Il carcinoma renale a cellule chiare rappresenta il tumore maligno più frequente del rene ed uno dei tumori più aggressivi dell’uomo. La mancanza di sintomi specifici e la sua spiccata resistenza ai farmaci chemioterapici lo rendono uno dei tumori più difficili da diagnosticare e da trattare. Ad oggi i meccanismi molecolari che ne causano lo sviluppo e la progressione non sono stati ancora completamente chiariti. Inoltre la eterogeneità biologica e clinica, ovvero le diversità genetiche e di casi clinici, di questa malattia ne incrementa la sua complessità in considerazione anche del fatto che ad oggi non ci sono marcatori che siano di ausilio nella diagnosi precoce e nella identificazione di quei pazienti a rischio di sviluppare una recidiva della malattia.

Questo studio coordinato dal prof. Giuseppe Lucarelli sotto la supervisione del prof. Pasquale Ditonno, si basa sull’osservazione che il carcinoma renale è fondamentalmente una malattia metabolica, in quanto spesso si sviluppa in forma aggressiva proprio in quei pazienti che presentano alterazioni del metabolismo come sindrome metabolica, diabete, obesità, insufficienza renale.
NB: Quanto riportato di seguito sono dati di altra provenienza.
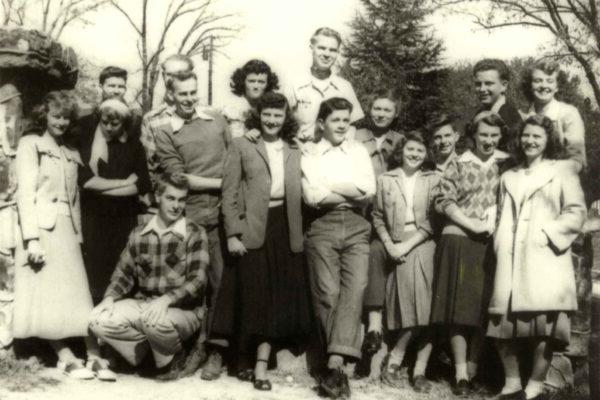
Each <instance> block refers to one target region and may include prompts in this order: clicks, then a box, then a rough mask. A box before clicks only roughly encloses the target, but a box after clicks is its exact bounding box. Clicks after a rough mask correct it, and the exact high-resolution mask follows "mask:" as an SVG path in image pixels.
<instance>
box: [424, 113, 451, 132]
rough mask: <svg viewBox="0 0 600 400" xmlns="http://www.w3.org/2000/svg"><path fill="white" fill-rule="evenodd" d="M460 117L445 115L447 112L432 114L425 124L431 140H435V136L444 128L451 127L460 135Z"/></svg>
mask: <svg viewBox="0 0 600 400" xmlns="http://www.w3.org/2000/svg"><path fill="white" fill-rule="evenodd" d="M458 119H459V118H458V115H455V114H450V113H445V112H437V113H434V114H432V115H431V116H430V117H429V118H428V119H427V123H426V124H425V130H426V132H427V134H428V135H429V138H433V134H434V133H435V132H436V131H437V130H438V129H440V128H441V127H443V126H446V125H450V126H451V127H452V129H453V130H454V131H455V132H457V133H458V126H457V123H458Z"/></svg>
Il gruppo barese è stato tra i primi al mondo a studiare questo tumore dal punto di vista del metabolismo cellulare e a identificare una serie di nuovi marcatori che potessero essere di ausilio nella diagnosi precoce e nell’identificazione di quei pazienti a rischio di sviluppare una recidiva della malattia dopo l’intervento chirurgico a scopo curativo. Va specificato che oggi la chirurgia rimane il trattamento fondamentale per il controllo di questa malattia anche nelle forme più avanzate. L’introduzione della tecnologia robotica, ampiamente utilizzata dagli stessi autori dello studio per il trattamento mininvasivo di questo tumore, in associazione alle nuove terapie a bersaglio molecolare ha rappresentato un ulteriore avanzamento nella cura e nel trattamento di questa malattia.
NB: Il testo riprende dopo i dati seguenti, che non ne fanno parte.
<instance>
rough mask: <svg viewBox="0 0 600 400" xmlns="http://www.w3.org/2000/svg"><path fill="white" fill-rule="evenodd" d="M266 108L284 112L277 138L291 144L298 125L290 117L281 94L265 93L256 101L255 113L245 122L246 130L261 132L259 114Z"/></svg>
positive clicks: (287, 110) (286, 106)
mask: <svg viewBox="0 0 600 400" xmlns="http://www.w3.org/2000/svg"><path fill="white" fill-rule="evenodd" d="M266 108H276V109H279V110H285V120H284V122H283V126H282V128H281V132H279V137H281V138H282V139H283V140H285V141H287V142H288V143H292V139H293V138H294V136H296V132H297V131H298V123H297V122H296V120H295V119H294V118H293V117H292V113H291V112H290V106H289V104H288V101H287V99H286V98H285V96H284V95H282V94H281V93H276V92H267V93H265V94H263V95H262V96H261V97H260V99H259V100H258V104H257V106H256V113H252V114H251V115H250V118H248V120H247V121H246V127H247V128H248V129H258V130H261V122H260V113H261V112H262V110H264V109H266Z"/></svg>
I risultati ottenuti da questa ricerca hanno importanti implicazioni non solo dal punto di vista della conoscenza dei meccanismi alla base dello sviluppo dei tumori renali, ma presenta importati ricadute dal punto di vista clinico perché ha consentito di identificare un marcatore di aggressività facilmente dosabile attraverso un banale prelievo di sangue ed inoltre pone le basi per lo sviluppo di terapie che riconoscano la Mucina 1 come bersaglio molecolare di nuovi farmaci.
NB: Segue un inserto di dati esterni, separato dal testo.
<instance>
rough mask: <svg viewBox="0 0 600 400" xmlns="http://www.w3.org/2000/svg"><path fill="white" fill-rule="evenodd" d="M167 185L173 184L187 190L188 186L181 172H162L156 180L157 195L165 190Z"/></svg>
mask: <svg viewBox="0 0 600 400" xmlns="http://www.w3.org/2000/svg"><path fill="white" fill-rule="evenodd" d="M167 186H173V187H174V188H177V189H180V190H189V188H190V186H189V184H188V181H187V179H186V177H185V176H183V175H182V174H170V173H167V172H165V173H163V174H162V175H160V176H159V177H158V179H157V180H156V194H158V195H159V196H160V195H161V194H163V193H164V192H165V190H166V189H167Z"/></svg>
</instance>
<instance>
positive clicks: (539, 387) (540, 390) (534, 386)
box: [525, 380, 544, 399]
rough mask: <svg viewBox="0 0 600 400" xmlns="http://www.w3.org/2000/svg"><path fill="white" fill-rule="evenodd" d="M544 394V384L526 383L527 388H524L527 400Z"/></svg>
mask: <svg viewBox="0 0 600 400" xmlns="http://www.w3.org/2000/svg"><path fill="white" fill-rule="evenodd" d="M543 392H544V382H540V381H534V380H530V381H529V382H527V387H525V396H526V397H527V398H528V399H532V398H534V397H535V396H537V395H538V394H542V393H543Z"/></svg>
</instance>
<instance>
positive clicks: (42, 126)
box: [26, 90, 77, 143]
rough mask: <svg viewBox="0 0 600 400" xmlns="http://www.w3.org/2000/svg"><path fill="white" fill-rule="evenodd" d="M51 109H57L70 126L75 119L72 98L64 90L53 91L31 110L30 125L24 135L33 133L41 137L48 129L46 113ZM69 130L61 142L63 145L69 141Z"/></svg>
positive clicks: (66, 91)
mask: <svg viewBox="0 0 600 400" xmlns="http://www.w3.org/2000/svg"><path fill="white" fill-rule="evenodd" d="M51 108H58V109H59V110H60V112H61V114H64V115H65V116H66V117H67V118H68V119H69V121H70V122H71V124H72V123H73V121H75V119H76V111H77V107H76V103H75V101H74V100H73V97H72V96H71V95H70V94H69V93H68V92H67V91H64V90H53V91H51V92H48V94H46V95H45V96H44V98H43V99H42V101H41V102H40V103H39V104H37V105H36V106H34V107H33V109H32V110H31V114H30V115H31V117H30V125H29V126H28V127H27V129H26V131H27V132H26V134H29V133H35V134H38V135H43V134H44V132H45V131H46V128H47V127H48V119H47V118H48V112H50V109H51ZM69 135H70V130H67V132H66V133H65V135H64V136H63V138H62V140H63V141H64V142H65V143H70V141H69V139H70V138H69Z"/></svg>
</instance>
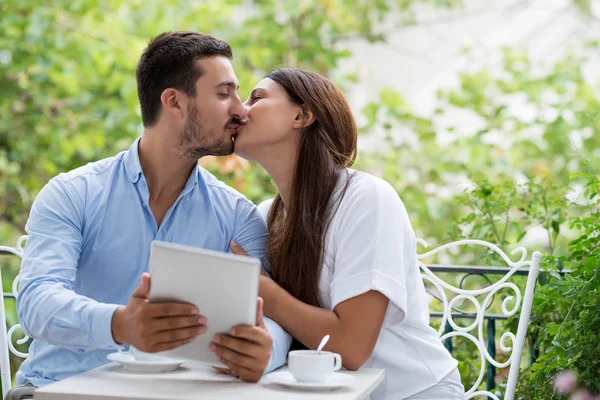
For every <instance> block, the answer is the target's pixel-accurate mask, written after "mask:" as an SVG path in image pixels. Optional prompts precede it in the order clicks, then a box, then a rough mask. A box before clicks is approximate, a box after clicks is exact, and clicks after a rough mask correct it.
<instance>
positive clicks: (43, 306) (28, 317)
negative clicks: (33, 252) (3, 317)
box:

In conclusione, i dati della ricerca barese, on-line sulla rivista International Journal of Molecular Sciences, dimostrano come la proteina Mucina 1 sia un fattore chiave nello sviluppo di forme particolarmente aggressive di carcinoma renale, e suggeriscono che la sua forma circolante nel sangue (il CA 15-3) possa essere utilizzata come marcatore predittivo di recidiva oltre che di possibile risposta terapeutica all'utilizzo di inibitori di Mucina-1 (nuovi farmaci a bersaglio molecolare) in pazienti con cancro del rene.